Where to get Twitter data for academic research

It has been my experience that faculty, students, and other researchers have no shortage of compelling research questions that require Twitter data. However, many face an immediate barrier in understanding the options for acquiring that data. The purpose of this blog post is to describe the options for getting Twitter data for academic research in the hopes of lowering at least that initial barrier.

Just as the research to be performed is varied, so are the requirements for Twitter data. These include:

Are historical tweets needed? Or current tweets?
How many tweets are needed?
Is a complete dataset needed (i.e., every tweet that meets criteria) or is an incomplete or sampled dataset acceptable?

In addition, other relevant factors of the research include:

Does the researcher have funding to acquire Twitter data?
Does the researcher need to share the Twitter dataset as part of publication / reproducible research?
What are the technical skills of the researcher?
How will the researcher be performing analysis? With her own tools? Or would analytic tools for Twitter data be beneficial?

These factors will determine the most appropriate means of acquiring a Twitter dataset.

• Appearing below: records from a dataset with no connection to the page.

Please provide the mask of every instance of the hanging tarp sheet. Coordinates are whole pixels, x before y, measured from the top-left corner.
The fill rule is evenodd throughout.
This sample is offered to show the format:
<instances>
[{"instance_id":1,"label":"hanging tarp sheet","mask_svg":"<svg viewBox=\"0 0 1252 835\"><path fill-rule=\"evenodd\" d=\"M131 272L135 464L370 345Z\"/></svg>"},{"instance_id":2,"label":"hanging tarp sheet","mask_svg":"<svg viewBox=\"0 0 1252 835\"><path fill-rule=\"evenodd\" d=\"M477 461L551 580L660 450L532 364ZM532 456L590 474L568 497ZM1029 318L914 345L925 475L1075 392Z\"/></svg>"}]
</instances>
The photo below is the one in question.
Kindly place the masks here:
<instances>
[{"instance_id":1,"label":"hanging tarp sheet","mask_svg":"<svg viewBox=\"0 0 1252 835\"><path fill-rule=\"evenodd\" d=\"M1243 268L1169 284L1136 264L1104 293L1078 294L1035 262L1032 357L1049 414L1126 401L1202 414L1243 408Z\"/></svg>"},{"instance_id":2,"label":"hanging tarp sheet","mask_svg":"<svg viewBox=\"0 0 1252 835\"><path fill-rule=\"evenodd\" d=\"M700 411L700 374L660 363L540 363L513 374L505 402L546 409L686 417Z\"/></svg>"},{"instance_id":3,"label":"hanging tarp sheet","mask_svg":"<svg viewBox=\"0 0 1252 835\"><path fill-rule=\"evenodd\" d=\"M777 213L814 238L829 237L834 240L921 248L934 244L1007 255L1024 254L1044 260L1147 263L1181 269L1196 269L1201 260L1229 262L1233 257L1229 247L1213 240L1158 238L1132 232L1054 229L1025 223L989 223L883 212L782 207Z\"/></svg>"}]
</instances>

There are 4 primary ways of acquiring Twitter data (and I’m not including “cutting and pasting” from the Twitter website!):

Retrieve from the Twitter public API.
Find an existing Twitter dataset.
Purchase from Twitter.
Access or purchase from a Twitter service provider.

Let’s explore each of these.

1. Retrieve from the Twitter public API

API is short for “Application Programming Interface” and in this case is a way for software to access the Twitter platform (as opposed to the Twitter website, which is how humans access Twitter). While supporting a large number of functions for interacting with Twitter, the API functions most relevant for acquiring a Twitter dataset include:

Retrieving tweets from a user timeline (i.e., the list of tweets posted by an account)
Searching tweets
Filtering real-time tweets (i.e., the tweets as they are passing through the Twitter platform upon posting)

While you can write your own software for accessing the Twitter API, a number of tools already exist. They are quite varied in their capabilities and require different levels of technical skills and infrastructure. These include:

Software libraries (e.g., Tweepy for Python and rtweet for R)
Command line tools (e.g., Twarc)
Web applications (e.g., DMI-TCAT and our very own Social Feed Manager)
Plugins for popular analytic packages (e.g., NVIVO, NodeXL for Excel, and TAGS for Google Sheets)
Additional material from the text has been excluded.